Parisian confection and swing music met punkish metal spike studs on chokers, cuffs and shoes, and were beautifully plaited into the hair of models — some bent like twigs or indeed thorns. “We wanted to contrast and disturb the typical idea of dressing up,” Watanabe said backstage. His collection was rooted in the silhouettes of trees and stones, “transforming the basic shapes of nature into dresses,” he explained.
To a soundtrack that included the Chemical Surf version of "Feeling Good" and Johnny Mathis’ "Chances Are" (“chances are you believe the stars that fill the skies are in my eyes”), Watanabe delivered a highly elegant and never too romantic show, which played with the codes of haute couture now enthralling fashion’s ready-to-wear designers all over again. Watanabe, too, had been bitten by the finery bug, and the superior way in which he conveyed his sculptural and often complex clothing constructions made his take on evening glamour something quite special. Also rooted in nature, he’d borrowed nine of Marimekko’s distinct, bold motifs for decoration of said dresses, which eventually transitioned into camouflage. But it was those spiky accessories that made the show — an appropriate, uncomplicated and beautiful take on the volatile glamour, which is quite literally taking the season by storm.
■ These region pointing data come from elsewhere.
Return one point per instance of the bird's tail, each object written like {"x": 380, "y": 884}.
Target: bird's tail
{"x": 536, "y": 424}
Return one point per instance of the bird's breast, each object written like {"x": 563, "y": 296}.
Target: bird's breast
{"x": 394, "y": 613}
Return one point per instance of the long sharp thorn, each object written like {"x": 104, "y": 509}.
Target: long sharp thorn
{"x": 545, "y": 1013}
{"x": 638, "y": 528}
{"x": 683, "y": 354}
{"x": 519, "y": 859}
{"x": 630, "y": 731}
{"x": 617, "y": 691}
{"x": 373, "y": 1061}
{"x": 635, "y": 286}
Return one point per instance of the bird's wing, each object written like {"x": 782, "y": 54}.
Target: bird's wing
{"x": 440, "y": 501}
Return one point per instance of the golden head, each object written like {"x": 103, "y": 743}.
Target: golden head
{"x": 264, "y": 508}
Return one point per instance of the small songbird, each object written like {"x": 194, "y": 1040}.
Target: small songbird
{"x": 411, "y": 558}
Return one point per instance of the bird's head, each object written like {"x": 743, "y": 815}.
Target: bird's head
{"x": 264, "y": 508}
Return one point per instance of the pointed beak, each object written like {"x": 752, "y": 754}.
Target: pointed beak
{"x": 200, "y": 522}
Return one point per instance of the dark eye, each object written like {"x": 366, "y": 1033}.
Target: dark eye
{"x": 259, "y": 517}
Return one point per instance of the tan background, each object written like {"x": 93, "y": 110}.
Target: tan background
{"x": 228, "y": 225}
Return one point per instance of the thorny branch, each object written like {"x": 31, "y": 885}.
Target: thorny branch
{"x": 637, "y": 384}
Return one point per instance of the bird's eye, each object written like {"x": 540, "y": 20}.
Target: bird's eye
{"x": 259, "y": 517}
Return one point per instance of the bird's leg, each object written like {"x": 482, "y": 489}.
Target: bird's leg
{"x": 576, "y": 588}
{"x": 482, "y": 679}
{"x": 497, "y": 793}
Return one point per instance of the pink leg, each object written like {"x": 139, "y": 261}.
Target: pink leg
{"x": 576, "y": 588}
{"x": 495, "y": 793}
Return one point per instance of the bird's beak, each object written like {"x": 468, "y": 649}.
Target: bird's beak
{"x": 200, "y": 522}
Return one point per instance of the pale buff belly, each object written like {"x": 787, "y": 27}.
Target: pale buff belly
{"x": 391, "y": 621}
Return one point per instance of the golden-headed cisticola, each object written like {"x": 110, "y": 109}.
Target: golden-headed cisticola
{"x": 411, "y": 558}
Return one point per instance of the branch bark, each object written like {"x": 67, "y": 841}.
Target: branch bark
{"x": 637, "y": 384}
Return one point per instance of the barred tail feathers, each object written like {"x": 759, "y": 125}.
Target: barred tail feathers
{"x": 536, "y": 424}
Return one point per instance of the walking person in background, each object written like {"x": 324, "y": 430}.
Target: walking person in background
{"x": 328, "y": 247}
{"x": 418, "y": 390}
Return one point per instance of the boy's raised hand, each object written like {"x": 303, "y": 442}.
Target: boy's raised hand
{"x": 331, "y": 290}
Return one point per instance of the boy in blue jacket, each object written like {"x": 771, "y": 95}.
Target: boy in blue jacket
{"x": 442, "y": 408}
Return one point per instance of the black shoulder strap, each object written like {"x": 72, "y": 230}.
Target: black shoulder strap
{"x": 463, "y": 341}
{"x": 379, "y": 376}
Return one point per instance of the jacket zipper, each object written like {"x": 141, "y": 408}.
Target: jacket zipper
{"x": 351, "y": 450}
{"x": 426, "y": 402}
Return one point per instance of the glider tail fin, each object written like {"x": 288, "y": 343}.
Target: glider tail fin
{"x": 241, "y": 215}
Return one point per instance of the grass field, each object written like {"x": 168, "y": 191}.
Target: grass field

This was glamour that bites back: nature’s alluring and unforgiving terrain, good versus evil and all the other things that fill the minds of fashion these days. "Look but don’t touch" - it could have been the tagline for Watanabe’s collection and for a glamorous season where thorns are hiding beneath the glitter. Yet, with the "Feeling Good" chorus reverberating in the Paris Descartes on rue de l’École-de-Médecine and those elegant dresses twisted and turning their way around models’ bodies and the zigzag runway, you couldn’t help but give into the optimism, at least a little bit.